The contract contains options to negotiate awards for long-lead materials for NSCs five and six as well as production for NSC 5. The Hamilton is slated to be delivered in the first quarter of FY ’15, about three years later than the third NSC, the Stratton, which is 65 percent complete and expected to be delivered in the latter half of 2011.
The Coast Guard originally had hoped to get the Hamilton under contract last fall but didn’t get the Request for Proposals out until November 2009 (Defense Daily, Jan. 8, 2009). Then the service had hoped to get the cutter under contract by this past summer (Defense Daily, May 3).
Some of the delays were due to transitioning the contract from Integrated Coast Guard Systems, a joint venture between Lockheed Martin [LMT] and Northrop Grumman that was the lead integrator for the Coast Guard’s asset recapitalization effort, to a sole-source arrangement with Northrop Grumman. The Hamilton is the first NSC to be awarded directly to Northrop Grumman.
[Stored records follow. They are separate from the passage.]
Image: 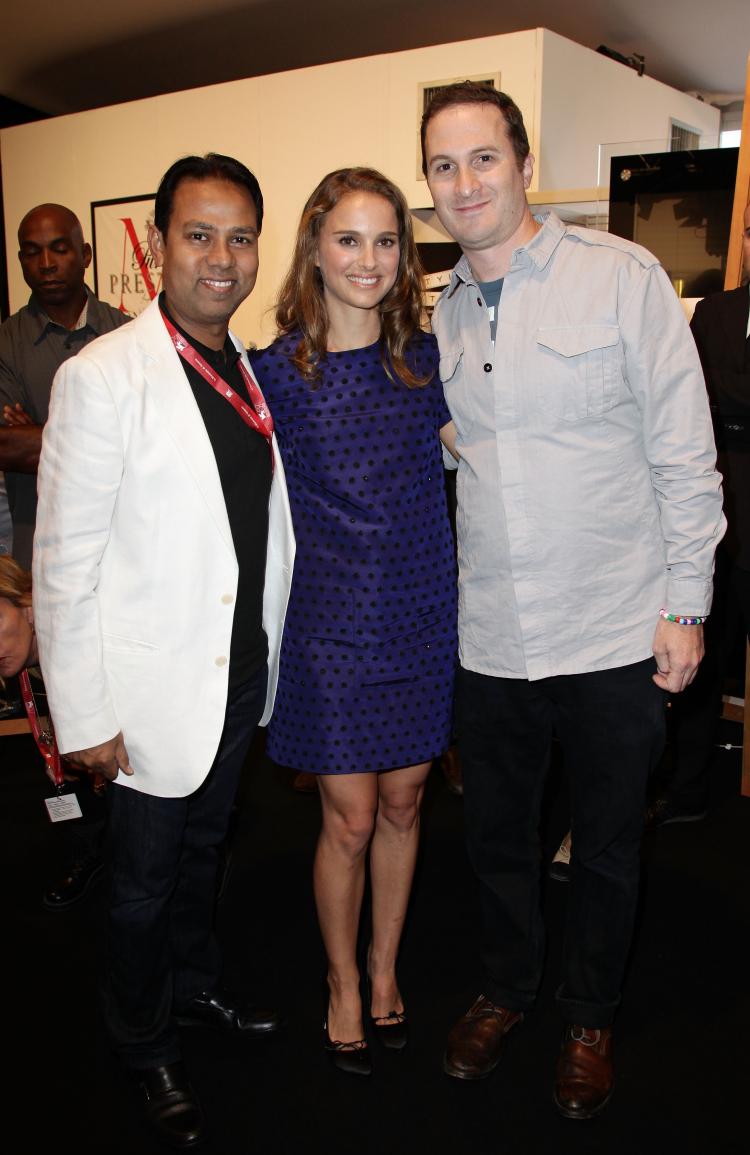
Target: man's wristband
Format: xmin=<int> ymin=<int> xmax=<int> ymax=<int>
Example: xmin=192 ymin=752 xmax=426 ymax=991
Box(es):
xmin=659 ymin=610 xmax=706 ymax=626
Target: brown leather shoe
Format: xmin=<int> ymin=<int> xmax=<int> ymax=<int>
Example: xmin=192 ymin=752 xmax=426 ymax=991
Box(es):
xmin=443 ymin=994 xmax=523 ymax=1079
xmin=554 ymin=1026 xmax=615 ymax=1119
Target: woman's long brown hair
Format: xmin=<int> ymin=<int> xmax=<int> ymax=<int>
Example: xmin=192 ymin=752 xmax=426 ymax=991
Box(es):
xmin=276 ymin=169 xmax=430 ymax=388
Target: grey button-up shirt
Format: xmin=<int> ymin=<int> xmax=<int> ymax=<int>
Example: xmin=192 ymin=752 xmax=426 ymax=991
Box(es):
xmin=432 ymin=214 xmax=725 ymax=679
xmin=0 ymin=289 xmax=129 ymax=568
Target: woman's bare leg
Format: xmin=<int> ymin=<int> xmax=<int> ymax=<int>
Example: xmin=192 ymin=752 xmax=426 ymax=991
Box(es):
xmin=313 ymin=774 xmax=378 ymax=1043
xmin=367 ymin=762 xmax=431 ymax=1019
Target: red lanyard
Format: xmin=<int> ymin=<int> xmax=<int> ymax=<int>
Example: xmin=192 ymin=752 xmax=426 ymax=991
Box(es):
xmin=162 ymin=313 xmax=274 ymax=469
xmin=18 ymin=670 xmax=65 ymax=790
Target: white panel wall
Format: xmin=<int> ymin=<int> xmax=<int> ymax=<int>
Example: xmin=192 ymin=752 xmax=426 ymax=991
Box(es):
xmin=0 ymin=31 xmax=540 ymax=344
xmin=0 ymin=29 xmax=719 ymax=344
xmin=537 ymin=29 xmax=721 ymax=189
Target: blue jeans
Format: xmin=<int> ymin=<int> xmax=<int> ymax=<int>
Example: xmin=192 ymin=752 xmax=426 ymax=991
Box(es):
xmin=103 ymin=665 xmax=268 ymax=1068
xmin=456 ymin=660 xmax=666 ymax=1029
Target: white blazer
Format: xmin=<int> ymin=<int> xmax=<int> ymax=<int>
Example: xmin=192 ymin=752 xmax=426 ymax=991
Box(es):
xmin=34 ymin=301 xmax=295 ymax=797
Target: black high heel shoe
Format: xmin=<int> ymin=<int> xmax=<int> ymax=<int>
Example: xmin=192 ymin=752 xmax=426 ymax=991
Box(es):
xmin=367 ymin=978 xmax=409 ymax=1051
xmin=322 ymin=1022 xmax=372 ymax=1075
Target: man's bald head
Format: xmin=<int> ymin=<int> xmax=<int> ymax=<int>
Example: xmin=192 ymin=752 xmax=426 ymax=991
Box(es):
xmin=18 ymin=204 xmax=91 ymax=323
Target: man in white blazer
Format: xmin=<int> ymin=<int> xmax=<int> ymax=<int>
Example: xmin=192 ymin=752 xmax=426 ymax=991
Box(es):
xmin=34 ymin=154 xmax=294 ymax=1148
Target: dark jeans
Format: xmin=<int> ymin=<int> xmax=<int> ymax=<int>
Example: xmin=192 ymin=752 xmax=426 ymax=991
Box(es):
xmin=456 ymin=660 xmax=666 ymax=1029
xmin=103 ymin=666 xmax=267 ymax=1068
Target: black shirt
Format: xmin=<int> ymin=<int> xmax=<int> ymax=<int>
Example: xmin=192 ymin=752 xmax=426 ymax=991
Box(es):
xmin=159 ymin=293 xmax=272 ymax=690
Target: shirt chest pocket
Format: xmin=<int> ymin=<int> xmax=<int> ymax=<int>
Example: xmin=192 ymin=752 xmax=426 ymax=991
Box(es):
xmin=536 ymin=325 xmax=622 ymax=422
xmin=440 ymin=344 xmax=474 ymax=433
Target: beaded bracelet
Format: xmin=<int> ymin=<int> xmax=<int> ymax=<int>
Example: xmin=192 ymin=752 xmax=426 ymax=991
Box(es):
xmin=659 ymin=610 xmax=706 ymax=626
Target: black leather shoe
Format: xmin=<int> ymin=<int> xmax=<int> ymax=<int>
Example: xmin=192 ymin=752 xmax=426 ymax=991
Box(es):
xmin=367 ymin=978 xmax=409 ymax=1051
xmin=138 ymin=1063 xmax=206 ymax=1150
xmin=42 ymin=855 xmax=104 ymax=910
xmin=322 ymin=1023 xmax=372 ymax=1075
xmin=174 ymin=990 xmax=282 ymax=1037
xmin=370 ymin=1011 xmax=409 ymax=1051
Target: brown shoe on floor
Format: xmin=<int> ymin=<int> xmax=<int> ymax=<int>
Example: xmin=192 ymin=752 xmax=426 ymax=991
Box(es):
xmin=443 ymin=994 xmax=523 ymax=1079
xmin=554 ymin=1026 xmax=615 ymax=1119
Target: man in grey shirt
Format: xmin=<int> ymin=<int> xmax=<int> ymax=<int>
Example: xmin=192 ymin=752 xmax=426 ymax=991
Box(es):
xmin=422 ymin=82 xmax=723 ymax=1119
xmin=0 ymin=204 xmax=129 ymax=569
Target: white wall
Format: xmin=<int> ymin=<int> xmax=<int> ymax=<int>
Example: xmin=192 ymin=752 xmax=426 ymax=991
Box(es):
xmin=537 ymin=29 xmax=721 ymax=189
xmin=0 ymin=31 xmax=540 ymax=343
xmin=0 ymin=29 xmax=719 ymax=343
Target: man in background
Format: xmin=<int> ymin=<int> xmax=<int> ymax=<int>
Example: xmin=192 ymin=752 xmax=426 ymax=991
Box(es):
xmin=651 ymin=204 xmax=750 ymax=826
xmin=0 ymin=204 xmax=129 ymax=569
xmin=0 ymin=204 xmax=129 ymax=910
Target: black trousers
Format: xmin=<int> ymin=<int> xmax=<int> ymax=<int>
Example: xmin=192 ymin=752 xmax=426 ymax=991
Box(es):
xmin=103 ymin=666 xmax=267 ymax=1068
xmin=456 ymin=660 xmax=666 ymax=1029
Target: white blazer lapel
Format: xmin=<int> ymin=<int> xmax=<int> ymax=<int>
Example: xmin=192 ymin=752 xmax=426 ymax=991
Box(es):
xmin=134 ymin=300 xmax=235 ymax=553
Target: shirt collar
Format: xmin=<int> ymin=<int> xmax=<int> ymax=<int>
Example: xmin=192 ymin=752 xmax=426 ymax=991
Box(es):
xmin=448 ymin=213 xmax=565 ymax=297
xmin=28 ymin=285 xmax=99 ymax=345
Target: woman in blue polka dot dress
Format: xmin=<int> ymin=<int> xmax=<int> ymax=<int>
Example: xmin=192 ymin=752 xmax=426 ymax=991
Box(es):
xmin=253 ymin=169 xmax=456 ymax=1074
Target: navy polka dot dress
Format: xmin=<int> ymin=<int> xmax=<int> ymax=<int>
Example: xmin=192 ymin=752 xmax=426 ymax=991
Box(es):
xmin=252 ymin=334 xmax=456 ymax=774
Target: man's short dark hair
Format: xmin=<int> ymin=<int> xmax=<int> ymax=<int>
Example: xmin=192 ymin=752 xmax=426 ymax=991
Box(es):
xmin=154 ymin=152 xmax=263 ymax=237
xmin=419 ymin=80 xmax=529 ymax=177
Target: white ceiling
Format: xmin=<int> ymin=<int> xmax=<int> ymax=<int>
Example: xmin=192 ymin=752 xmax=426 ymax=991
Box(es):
xmin=0 ymin=0 xmax=750 ymax=113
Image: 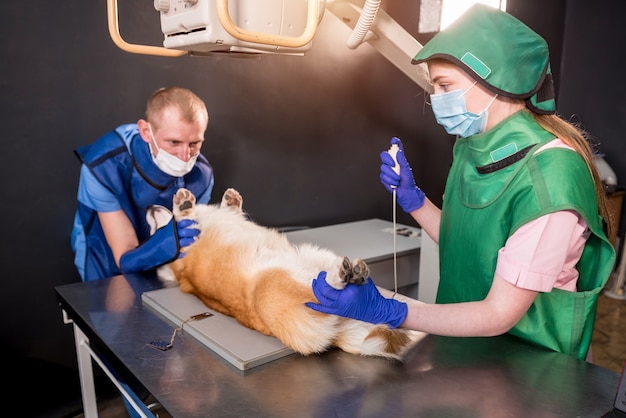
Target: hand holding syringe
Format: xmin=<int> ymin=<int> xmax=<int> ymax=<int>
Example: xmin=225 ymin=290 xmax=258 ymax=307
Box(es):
xmin=380 ymin=137 xmax=425 ymax=213
xmin=380 ymin=137 xmax=425 ymax=296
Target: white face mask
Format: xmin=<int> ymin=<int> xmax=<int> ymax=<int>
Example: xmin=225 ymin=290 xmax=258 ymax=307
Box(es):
xmin=148 ymin=124 xmax=198 ymax=177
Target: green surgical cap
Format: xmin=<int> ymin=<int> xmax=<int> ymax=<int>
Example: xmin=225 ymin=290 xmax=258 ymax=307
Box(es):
xmin=412 ymin=4 xmax=556 ymax=114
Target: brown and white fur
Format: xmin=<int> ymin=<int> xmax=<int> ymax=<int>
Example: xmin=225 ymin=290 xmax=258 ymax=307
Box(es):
xmin=152 ymin=189 xmax=412 ymax=359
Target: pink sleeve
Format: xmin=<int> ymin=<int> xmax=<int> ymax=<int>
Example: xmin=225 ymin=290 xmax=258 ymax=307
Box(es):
xmin=496 ymin=211 xmax=589 ymax=292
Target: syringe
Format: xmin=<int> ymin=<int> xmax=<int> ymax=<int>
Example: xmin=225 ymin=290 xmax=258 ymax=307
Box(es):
xmin=387 ymin=144 xmax=400 ymax=297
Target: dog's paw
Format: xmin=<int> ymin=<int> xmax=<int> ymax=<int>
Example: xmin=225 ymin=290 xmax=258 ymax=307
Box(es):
xmin=329 ymin=257 xmax=370 ymax=289
xmin=172 ymin=187 xmax=196 ymax=219
xmin=350 ymin=258 xmax=370 ymax=284
xmin=220 ymin=188 xmax=243 ymax=212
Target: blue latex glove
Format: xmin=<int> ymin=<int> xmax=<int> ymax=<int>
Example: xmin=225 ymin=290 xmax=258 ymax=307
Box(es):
xmin=380 ymin=137 xmax=426 ymax=213
xmin=306 ymin=271 xmax=408 ymax=328
xmin=120 ymin=219 xmax=200 ymax=273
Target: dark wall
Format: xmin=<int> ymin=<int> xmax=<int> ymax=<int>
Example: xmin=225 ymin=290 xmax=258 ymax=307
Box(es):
xmin=6 ymin=0 xmax=626 ymax=410
xmin=559 ymin=0 xmax=626 ymax=235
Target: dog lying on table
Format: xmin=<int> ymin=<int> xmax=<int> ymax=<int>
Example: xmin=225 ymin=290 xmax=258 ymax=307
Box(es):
xmin=148 ymin=188 xmax=415 ymax=360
Other reasons included synching the build rates at Northrop Grumman’s Pascagoula, Miss., shipyard with the Navy negotiating the options to make contracting for the fifth and sixth vessels easier.
“This contract emphasizes the Coast Guard’s confidence in the NSC’s design and demonstrated performance, as well as the progress we’ve made with our quality and process improvement initiatives,” Irwin Edenzon, vice president and general manager, Northrop Grumman Shipbuilding-Gulf Coast, said in a statement.
The Coast Guard is currently operating its first two NSCs, the Bertholf and the Waesche. The Coast Guard plans to have Northrop Grumman build eight NSCs to replace the fleet of 12 378-foot Hamilton-class High Endurance Cutters.